Timing of Digital Circuits

Statistical Timing Analysis

Because of process variations and correlations the best-/worst-case approach will lead to very pessimistic analysis results and therefore to an immense gap between the performance predicted by EDA tools and the final silicon performance - industrial experience has shown that this gap can be up to 30% . A new timing analysis method which can reduce this gap is the so-called statistical analysis. In statistical analysis the gate delays and arrival times are represented by random variables which reflect the statistical variation of process parameters in silicon.

Aging-Aware Timing Analysis

In statistical analysis a distribution is given for all process parameters (e.g. gate oxide thickness). In contrast to that in aging analysis you have a directed drift of transistor parameters (e.g. threshold voltage) which depends on stress factors (e.g. temperature, supply voltage, workload, ...) over lifetime. When you look at it in more detail the drift is also a distribution and not a deterministic value.

Basically, the aging analysis consists of the following two steps. First, the stress factors for the circuit have to be determined. Second, the aged circuit performances have to be calculated with the help of a gate model that incorporates the aged gate performances caused by aging effects.

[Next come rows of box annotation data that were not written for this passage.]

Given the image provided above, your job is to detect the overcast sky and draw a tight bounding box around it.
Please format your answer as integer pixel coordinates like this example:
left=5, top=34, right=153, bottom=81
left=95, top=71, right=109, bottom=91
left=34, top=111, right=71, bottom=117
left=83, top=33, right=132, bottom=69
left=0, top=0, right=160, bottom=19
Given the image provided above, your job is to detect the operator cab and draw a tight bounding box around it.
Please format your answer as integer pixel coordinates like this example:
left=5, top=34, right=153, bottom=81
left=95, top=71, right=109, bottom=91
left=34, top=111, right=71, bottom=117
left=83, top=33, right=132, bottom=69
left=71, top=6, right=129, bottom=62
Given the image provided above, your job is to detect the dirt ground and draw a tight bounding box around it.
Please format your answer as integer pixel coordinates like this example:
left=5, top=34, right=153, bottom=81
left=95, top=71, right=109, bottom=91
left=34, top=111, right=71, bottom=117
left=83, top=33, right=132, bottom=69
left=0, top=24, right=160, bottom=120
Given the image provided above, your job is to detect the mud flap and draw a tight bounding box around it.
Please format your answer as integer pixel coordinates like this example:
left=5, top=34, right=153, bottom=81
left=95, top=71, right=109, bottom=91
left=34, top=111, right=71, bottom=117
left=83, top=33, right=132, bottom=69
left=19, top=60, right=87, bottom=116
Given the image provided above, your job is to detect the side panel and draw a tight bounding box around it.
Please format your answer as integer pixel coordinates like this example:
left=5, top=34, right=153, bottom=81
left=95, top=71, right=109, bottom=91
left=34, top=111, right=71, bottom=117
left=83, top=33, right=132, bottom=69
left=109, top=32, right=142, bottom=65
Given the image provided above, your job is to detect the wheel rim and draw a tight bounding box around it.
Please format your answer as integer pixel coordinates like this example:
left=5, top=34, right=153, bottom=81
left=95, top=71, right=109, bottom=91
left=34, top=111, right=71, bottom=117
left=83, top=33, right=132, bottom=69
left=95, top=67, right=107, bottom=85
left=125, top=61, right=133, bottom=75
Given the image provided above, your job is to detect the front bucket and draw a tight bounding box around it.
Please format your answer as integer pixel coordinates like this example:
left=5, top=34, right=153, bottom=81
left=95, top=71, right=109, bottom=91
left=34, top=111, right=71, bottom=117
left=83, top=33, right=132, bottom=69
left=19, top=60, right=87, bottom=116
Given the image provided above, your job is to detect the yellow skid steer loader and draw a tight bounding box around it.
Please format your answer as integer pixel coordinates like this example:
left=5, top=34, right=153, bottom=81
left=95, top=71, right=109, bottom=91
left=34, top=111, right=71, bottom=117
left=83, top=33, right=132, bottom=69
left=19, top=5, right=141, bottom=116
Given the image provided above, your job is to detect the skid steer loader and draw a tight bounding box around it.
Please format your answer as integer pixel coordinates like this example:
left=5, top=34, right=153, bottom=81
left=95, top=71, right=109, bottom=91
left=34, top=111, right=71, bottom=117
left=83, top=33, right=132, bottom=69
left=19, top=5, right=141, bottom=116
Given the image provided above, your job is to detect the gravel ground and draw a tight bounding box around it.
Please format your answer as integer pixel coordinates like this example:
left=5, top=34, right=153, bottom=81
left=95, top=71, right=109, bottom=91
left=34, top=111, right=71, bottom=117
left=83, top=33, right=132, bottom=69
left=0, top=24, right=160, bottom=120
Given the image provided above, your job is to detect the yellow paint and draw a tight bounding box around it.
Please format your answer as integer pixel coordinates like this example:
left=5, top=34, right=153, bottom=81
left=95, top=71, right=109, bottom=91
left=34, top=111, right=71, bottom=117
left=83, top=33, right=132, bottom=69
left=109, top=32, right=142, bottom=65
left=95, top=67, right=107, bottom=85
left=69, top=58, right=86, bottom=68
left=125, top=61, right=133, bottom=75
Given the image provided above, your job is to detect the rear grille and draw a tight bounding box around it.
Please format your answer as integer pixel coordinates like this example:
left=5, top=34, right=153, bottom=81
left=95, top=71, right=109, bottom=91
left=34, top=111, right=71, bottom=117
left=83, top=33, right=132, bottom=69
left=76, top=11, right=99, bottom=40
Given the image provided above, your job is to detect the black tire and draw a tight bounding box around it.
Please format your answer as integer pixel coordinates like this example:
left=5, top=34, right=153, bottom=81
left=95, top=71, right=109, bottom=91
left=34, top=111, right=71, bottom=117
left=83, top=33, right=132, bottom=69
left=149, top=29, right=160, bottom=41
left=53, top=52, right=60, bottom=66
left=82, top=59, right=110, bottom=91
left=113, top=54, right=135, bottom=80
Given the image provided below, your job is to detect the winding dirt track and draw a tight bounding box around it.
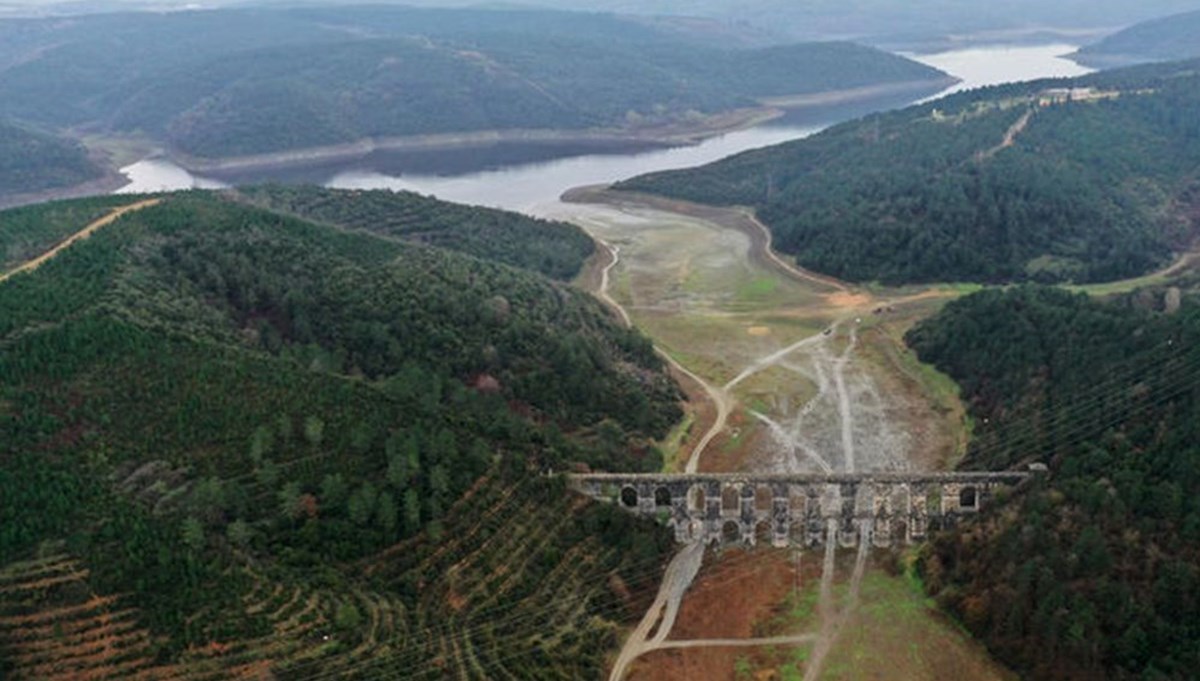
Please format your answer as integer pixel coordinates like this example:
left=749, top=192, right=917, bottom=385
left=595, top=239, right=733, bottom=475
left=608, top=542, right=704, bottom=681
left=576, top=191, right=888, bottom=681
left=0, top=199, right=162, bottom=282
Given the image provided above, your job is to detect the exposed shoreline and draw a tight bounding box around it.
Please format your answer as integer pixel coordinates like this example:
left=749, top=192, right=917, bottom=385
left=164, top=76, right=959, bottom=175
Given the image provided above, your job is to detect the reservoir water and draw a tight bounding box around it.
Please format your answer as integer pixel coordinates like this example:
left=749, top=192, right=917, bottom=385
left=120, top=44, right=1088, bottom=215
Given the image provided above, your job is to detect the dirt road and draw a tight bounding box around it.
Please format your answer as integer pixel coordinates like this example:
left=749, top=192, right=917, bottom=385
left=0, top=199, right=162, bottom=282
left=608, top=543, right=704, bottom=681
left=574, top=189, right=931, bottom=681
left=593, top=239, right=733, bottom=475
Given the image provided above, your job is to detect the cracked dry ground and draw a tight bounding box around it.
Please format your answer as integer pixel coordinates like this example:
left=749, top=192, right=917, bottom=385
left=553, top=194, right=1006, bottom=680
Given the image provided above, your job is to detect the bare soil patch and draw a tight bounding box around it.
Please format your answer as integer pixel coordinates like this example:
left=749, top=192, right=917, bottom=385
left=628, top=549, right=820, bottom=681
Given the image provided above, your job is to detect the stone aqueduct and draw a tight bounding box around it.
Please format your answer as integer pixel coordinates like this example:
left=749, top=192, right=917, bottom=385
left=570, top=471, right=1033, bottom=547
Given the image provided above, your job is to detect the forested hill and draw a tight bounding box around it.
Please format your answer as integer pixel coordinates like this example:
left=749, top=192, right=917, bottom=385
left=0, top=7, right=947, bottom=157
left=0, top=117, right=102, bottom=205
left=908, top=288, right=1200, bottom=680
left=0, top=193, right=680, bottom=679
left=1072, top=11, right=1200, bottom=68
left=618, top=62, right=1200, bottom=283
left=240, top=186, right=595, bottom=279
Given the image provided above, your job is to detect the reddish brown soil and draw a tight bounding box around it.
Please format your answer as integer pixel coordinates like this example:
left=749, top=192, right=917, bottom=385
left=671, top=369, right=716, bottom=471
left=628, top=549, right=820, bottom=681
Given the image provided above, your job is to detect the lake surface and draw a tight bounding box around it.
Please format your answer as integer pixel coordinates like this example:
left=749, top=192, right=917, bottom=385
left=119, top=44, right=1090, bottom=215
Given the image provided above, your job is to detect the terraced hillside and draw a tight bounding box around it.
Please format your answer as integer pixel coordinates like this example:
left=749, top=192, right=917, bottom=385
left=618, top=55, right=1200, bottom=284
left=0, top=193, right=679, bottom=680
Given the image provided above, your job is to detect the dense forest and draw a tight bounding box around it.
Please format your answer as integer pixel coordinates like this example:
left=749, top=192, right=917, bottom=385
left=0, top=117, right=101, bottom=205
left=0, top=197, right=131, bottom=269
left=240, top=186, right=595, bottom=281
left=0, top=189, right=680, bottom=679
left=617, top=62, right=1200, bottom=284
left=1072, top=12, right=1200, bottom=68
left=0, top=7, right=946, bottom=157
left=908, top=287, right=1200, bottom=679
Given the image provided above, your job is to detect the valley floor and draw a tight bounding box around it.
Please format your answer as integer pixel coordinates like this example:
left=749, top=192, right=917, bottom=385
left=550, top=188, right=1009, bottom=681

Waveform-Aware Timing Analysis

Timing validation is a crucial part in the design closure of digital circuits. The huge number of instances demands for abstract signal and delay models. Usually, logic signals are modeled as linear ramps with arrival and transition times. Nonetheless, real signals do not look like this. They shoot beyond the logic levels, have long transition tails, and are corrupted by interfering noise or radiation impacts.

To account for the real shape of the waveform more accurate models are required. Current Source Models are such kind of new model and can handle arbitrary signals and loads. The research focuses on efficient methods of deriving the models and their application in waveform aware timing analysis.